Let the age of progress begin: at the beginning of the 20th century, the speed, movement, stress, and challenge marking the European avant-garde art movements merge into a decorative style that combines the modern world of machines and historical artisanal manners. That’s the Art Deco, which spread in the 1920s and 1930s in all the applied arts, also embracing the world of textiles.
The main features of Art Deco
The Art Nouveau movement, with its flowers and stylized and twisting figures, couldn’t convey the speed and power of machines and industry that fascinated artists at that time. They needed a more avant-garde style, which could communicate an idea of movement, as well as of luxury, during an age of economic growth.
Thus Art Deco was born, combining many different and sometimes contradictory styles: Cubism, Neoclassicism, Abstract art, Futurism, Modernism, and “primitive” arts such as African, Aztec, Egyptian and Greek, of the geometric and archaic periods. It was inspired by all technological innovations, especially related to transport. The result is something of great elegance, clean forms, originality, and refinement.
Among its characteristics are curved wide lines, geometries, simplifications and symbolism, and contrasting colors. Luxury is expressed in the choice of the most expensive materials and finest craftsmanship such as ebony wood furniture with exquisite ivory inlays, or handmade silk velvets.
From Paris, it spreads all over the world at the beginning of the 20th century and, in the United States, where it arrives a little later, it expresses some of its greatest examples, especially in architecture.
One of the iconic buildings of this style is the Madison Belmont Building, on Madison Avenue in New York, designed in 1925 by the architect Whitney Warren, who had studied in France. The seat of the old showroom and offices of the Cheney Silk Company, it boasts a splendid Art-Deco styled entrance.
The façade of the Madison Belmont Building
Art Deco patterns for luxury interior fabrics
And it was the portal of the Madison Belmont Building that inspired, with its clean, modern lines and dynamic spirals of stylized fountains, the Walls soprarizzo velvet and Walls lampas.

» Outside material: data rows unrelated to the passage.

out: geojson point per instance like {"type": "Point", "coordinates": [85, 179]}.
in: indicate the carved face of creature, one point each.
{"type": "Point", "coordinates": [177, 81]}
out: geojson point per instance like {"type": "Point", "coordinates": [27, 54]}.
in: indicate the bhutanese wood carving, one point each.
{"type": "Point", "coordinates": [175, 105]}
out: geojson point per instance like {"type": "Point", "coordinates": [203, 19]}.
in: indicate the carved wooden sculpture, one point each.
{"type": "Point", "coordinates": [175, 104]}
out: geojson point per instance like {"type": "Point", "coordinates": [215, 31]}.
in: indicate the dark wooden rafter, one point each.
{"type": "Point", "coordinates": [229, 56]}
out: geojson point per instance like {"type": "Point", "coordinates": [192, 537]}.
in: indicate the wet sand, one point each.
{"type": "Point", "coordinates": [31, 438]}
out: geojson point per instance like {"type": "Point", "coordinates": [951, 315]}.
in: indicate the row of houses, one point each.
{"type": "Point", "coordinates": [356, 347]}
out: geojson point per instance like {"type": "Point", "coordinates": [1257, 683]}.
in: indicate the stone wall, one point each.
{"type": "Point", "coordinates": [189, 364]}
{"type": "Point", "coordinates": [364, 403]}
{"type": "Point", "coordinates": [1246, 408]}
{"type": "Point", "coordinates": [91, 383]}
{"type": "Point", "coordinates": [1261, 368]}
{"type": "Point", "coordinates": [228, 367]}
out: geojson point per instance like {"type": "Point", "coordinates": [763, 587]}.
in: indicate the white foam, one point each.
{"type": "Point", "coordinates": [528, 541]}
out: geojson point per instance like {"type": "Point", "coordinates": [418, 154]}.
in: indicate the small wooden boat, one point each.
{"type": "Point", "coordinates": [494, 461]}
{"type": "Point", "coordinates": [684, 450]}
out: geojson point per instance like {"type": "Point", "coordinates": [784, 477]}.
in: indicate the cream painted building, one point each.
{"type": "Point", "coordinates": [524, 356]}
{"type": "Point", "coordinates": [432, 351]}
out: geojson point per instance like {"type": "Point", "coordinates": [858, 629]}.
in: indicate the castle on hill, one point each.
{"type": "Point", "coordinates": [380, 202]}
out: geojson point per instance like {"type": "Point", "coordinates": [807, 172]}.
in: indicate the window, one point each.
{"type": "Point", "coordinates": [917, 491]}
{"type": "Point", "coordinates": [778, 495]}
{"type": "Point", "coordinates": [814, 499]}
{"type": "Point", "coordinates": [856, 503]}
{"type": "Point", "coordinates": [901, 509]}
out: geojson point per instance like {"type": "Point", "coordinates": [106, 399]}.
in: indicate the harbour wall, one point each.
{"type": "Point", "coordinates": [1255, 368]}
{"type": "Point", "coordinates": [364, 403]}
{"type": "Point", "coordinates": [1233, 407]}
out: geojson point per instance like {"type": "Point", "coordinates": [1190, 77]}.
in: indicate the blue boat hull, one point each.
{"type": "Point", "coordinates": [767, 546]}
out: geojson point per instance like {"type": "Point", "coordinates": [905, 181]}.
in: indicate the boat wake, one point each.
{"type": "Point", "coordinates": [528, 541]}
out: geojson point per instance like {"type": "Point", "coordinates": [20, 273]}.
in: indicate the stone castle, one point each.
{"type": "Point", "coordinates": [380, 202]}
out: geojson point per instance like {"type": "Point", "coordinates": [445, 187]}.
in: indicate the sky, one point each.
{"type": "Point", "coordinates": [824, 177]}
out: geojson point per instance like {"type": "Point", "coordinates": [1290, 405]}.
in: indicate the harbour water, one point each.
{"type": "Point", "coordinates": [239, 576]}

Metallic yarns enrich these fabrics with shining gleams and opulence so dear to Art Deco.
Geometric elements are a recurring decoration, much loved by artists such as Eugène Grasset who stated that various simple geometric shapes like triangles and squares are the basis of all compositional arrangements. A perfect example of this principle is the Mir soprarizzo velvet. Among favorite motifs, there are the zig-zag ones, which suggest the idea of movement, such as the Zig Zag Velvet.
Egyptian art, in vogue at the beginning of the 20th century thanks to important archaeological discoveries, influences the Art Deco decorative motifs. The elegant stylized palm leaves of the Palmyra velvet are an example.
Like Art Nouveau, Art Deco is characterized by the presence of curved lines but quite wide rather than sinuous. They are often broken and combined with oblique straight lines to reinforce the idea of movement. And following this trend, Swedish architect Carl G. Bergsten designed the velvet to cover the walls of the stalls and galleries in Gothenburg’s City Theatre between 1932 and 1934. It’s the motif that still characterizes the Déco soprarizzo velvet and the Goteborg heddle velvet.
Cities, with their modern buildings and means of transportation, also become a source of inspiration for Art Deco motifs. They are futuristic metropolises, in which skyscrapers are the protagonists, just as in the Metropolis soprarizzo velvet which shows, in a stylized and abstract key, the cities of the future designed by the Bauhaus architects.
Metropolis soprarizzo velvet
Thanks to simple lines, primary colors, geometrical and simplified shapes and precious shiny details, Art Deco fabrics are still extremely contemporary and can add a modern but refined touch to any room.